For all Jostmann's justified confidence in assigning the Sibilla Erithea to curial authorship, the implication shared by K1 and L1 that the papacy should not act aggressively or politically, but instead should confidently await the prophesied culmination of God's historical plan, has a rather Joachite ring. This does not mean that the text itself should be called Joachite, or attributed to Joachite authorship, though the Sibilla Erithea's pronounced interest in southern Italy and Sicily, its incorporation into many definitively Joachite works, and the patterns of its early manuscript transmission are also among the factors that leave such a possibility open. More likely, the text attests to the strong influence of Joachimism on at least certain segments of the curia, and in turn perhaps the involvement of certain Joachites (including the Florensians themselves) in curial affairs. Jostmann cites evidence which would support such an interpretation, including the role of Joachim's writings in shaping Innocent III's theology of history and the presence of the Florensian monk Joseph of San Giovanni in Fiore as a papal notary at the curia of Gregory IX, but in his desire to distinguish clearly between Joachites and curia as two separate foci of textual production perhaps doesn't engage the clear influence of Joachim (and Joachites) on the Sibilla Erithea--and on the thirteenth-century curia in general--as complexly or deeply as he might. And yet, as noted, these observations emerge from Jostmann's own reflections on precisely these connections, among the many other influences and motives he identifies as having shaped the Sibilla Erithea's author.

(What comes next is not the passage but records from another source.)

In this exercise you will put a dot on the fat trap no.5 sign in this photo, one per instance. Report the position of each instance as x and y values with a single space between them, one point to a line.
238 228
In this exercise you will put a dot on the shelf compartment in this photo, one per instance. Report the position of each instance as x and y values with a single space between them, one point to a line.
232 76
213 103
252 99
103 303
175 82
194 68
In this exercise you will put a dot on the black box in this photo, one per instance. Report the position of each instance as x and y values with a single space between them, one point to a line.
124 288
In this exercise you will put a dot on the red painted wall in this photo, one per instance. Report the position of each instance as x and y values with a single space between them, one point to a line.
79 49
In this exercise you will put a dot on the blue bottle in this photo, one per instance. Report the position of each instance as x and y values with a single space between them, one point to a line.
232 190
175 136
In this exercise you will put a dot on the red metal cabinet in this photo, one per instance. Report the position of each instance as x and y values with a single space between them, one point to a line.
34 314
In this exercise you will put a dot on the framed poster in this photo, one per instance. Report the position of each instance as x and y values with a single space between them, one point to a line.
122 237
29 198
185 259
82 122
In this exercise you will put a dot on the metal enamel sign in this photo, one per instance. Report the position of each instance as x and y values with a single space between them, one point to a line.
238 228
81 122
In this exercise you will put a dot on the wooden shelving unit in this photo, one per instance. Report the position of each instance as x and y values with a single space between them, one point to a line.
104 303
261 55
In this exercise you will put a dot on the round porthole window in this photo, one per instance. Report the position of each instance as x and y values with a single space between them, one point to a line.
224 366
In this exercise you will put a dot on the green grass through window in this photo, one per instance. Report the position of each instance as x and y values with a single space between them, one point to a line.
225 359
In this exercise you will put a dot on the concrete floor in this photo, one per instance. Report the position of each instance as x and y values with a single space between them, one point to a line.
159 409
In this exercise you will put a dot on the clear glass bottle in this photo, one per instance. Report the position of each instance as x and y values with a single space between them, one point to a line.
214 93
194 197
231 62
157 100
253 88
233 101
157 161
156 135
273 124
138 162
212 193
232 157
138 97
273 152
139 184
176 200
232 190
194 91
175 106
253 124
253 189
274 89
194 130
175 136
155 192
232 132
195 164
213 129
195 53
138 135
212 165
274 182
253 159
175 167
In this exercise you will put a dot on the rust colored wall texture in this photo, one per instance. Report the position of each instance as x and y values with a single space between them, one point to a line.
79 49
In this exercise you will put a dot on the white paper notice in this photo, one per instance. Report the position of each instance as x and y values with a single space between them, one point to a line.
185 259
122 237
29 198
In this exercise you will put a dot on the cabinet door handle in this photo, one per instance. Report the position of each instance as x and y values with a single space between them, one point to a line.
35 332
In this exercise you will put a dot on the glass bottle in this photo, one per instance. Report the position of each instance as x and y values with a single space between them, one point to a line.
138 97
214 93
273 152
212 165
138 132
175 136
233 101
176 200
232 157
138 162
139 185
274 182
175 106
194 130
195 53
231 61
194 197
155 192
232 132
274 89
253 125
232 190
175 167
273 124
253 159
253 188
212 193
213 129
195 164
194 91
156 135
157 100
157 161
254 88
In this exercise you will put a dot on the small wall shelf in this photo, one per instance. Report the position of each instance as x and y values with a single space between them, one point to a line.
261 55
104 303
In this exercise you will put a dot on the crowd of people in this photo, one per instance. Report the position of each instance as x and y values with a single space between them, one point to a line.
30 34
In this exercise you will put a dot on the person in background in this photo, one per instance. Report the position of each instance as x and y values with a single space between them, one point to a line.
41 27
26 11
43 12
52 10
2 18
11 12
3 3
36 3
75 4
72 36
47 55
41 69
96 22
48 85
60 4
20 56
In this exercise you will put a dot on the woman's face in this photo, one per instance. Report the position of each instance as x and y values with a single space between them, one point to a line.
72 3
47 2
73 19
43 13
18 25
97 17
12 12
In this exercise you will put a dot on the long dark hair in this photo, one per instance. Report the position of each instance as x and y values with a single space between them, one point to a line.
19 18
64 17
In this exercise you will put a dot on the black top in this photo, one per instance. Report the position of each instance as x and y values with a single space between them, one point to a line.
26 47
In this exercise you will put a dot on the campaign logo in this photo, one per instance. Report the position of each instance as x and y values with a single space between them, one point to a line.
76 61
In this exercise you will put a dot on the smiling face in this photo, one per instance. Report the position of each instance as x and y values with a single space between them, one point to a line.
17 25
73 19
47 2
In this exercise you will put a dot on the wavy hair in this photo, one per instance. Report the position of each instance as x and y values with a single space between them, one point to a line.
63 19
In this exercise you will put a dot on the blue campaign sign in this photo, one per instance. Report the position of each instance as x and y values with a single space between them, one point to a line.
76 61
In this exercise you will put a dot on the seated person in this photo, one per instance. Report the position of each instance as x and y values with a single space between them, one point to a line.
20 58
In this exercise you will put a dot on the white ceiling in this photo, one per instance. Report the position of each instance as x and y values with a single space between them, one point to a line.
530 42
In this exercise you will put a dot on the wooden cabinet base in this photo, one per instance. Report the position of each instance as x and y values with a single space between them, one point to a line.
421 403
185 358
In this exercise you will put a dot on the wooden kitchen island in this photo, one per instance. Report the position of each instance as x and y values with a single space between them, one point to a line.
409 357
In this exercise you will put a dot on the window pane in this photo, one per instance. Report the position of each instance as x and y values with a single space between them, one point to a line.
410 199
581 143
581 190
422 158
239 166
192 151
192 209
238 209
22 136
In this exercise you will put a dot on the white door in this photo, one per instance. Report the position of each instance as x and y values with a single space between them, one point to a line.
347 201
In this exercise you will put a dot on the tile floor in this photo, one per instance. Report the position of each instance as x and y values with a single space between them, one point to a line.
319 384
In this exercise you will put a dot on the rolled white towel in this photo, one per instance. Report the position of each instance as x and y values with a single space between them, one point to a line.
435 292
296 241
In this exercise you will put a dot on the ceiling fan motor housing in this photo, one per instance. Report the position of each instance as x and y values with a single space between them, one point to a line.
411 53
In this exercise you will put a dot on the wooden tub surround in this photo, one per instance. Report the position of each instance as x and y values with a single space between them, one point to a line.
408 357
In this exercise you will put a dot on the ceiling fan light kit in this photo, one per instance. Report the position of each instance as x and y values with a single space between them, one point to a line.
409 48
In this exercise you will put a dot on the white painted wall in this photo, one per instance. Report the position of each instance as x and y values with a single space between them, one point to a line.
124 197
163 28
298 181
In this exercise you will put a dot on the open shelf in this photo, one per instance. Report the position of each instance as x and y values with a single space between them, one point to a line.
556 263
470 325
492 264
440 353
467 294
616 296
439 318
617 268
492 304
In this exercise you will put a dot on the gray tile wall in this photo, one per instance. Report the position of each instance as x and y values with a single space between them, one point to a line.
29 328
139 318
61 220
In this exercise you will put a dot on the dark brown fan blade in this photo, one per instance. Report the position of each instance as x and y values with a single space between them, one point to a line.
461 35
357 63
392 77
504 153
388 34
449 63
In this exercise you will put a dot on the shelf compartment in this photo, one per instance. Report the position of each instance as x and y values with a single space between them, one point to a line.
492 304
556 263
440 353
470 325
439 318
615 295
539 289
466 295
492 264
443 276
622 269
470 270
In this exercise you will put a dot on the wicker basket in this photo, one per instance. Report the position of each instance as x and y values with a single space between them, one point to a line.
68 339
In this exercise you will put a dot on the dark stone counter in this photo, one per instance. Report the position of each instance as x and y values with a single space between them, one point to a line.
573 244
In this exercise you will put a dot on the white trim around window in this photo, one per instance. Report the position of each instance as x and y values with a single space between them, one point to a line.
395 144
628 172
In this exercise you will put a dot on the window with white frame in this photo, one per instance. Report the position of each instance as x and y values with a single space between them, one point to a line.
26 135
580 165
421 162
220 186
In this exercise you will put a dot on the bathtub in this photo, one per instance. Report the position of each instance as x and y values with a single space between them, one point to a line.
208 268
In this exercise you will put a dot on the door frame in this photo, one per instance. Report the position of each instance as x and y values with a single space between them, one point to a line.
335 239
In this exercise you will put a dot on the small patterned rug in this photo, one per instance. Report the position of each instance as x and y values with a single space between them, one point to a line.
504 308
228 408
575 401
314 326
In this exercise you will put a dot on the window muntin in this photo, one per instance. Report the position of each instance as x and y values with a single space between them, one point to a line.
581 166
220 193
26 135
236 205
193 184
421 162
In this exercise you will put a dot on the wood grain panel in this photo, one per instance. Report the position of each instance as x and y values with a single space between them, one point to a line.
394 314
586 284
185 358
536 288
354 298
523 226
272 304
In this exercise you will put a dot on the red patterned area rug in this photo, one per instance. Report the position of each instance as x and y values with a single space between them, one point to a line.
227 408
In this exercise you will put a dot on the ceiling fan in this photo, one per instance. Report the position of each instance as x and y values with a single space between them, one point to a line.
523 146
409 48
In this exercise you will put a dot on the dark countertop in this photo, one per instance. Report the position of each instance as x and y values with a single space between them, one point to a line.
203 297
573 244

Jostmann's complex, magisterial analysis of this thirteenth-century prophetic text successfully establishes that the K1 version precedes L1, and persuasively situates the work in an entirely thirteenth- century context. His assigning the Sibilla Erithea to curial rather than Joachite authorship is compelling, though open to challenge and further inquiry, and in the process of making this claim he illustrates the relevance of the Sibyl's prophecies for investigating curial factions, political debates about eastern Mediterranean affairs, and the papal court's connections with Joachites and Florenisans during the crucial decade of 1240-1250. Additional contributions Jostmann presents to future researchers include a catalog of all manuscripts known to contain the Sibilla Erithea, compiled with the assistance of unpublished lists prepared by Matthias Kaup and Robert Lerner (377-495). The descriptions (some more detailed than others) will provide a useful foundation for scholars to study the transmission and reception of this text through the later Middle Ages. Such scholars will also want to note the hypotheses and general observations Jostmann makes about the transmission of L1 in particular. Finally, Jostmann's remarks on the contents and transmission of the Expositio super Sibillis et Merlino (80-124) supply a good starting point for embarking on a first edition of this key Joachite work.